Joueuse d’échec sur un court

Après deux ans de break, l’appel de la balle jaune se fait pressant. Et la jeune femme, ressourcée, n’hésite pas. « On voit la vie différemment à 20 ans qu’à 16 ans, assure-t-elle à son retour. On comprend qu’il faut sacrifier des choses pour en récolter les fruits. » Elle redevient joueuse de tennis, mais cette fois, c’est elle qui l’a décidé.

Ashleigh Barty effectue son retour dans le classement WTA (des joueuses professionnelles) il y a pile trois ans. A la 623e position. « C’est incroyable, a souri la joueuse jeudi, assurée de figurer parmi les cinq meilleures joueuses du monde quand Roland-Garros aura pris fin. J’ai l’impression que c’était hier qu’on a sauté dans un avion pour venir ici et recommencer. Il s’est tellement passé de choses depuis. »
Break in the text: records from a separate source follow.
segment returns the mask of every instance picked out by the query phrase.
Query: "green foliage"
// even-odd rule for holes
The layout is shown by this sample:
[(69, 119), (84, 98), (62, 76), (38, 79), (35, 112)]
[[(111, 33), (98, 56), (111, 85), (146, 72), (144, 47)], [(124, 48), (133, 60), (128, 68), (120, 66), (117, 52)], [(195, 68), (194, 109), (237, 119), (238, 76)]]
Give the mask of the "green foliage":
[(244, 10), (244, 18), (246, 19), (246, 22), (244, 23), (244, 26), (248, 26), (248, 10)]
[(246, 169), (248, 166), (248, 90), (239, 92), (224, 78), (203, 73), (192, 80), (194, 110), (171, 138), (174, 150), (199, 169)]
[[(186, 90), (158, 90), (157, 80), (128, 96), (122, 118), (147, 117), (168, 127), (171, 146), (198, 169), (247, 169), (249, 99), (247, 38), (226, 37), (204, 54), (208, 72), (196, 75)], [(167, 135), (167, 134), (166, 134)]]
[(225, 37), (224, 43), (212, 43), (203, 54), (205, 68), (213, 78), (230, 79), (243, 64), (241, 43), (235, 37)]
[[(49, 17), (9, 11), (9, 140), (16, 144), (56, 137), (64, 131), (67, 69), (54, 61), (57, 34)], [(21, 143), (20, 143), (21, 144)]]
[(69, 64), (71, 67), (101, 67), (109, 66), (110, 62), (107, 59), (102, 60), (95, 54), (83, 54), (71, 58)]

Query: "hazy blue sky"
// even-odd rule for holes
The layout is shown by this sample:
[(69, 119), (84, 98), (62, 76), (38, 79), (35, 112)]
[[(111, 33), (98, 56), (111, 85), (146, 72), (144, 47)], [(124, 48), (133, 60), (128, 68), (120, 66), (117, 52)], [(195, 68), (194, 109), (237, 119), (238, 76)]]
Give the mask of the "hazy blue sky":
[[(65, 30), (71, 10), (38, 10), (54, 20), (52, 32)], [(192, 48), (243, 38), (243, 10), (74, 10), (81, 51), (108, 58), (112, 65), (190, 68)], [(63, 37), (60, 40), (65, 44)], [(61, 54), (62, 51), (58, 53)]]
Une fois de retour, la progression de la jeune Australienne, d’origine aborigène du côté de son père, est fulgurante. Dès la fin 2017, elle remonte à la 17e place mondiale et remporte son premier titre en Malaisie. Trois autres suivront, dont celui du prestigieux tournoi de Miami en mars.

Sur le court, Ashleigh Barty est souvent à l’attaque. Loin d’être la joueuse la plus imposante physiquement du circuit - à 1,66 m sous la toise, c’est la plus petite du top 10 -, elle n’en finit plus de grimper grâce à un jeu détonnant et varié. Son revers slicé, l’un des meilleurs chez les dames, est létal, mais elle alterne ses coups disposant d’un arsenal fourni, elle aime dénicher et exploiter les failles dans le jeu adverse.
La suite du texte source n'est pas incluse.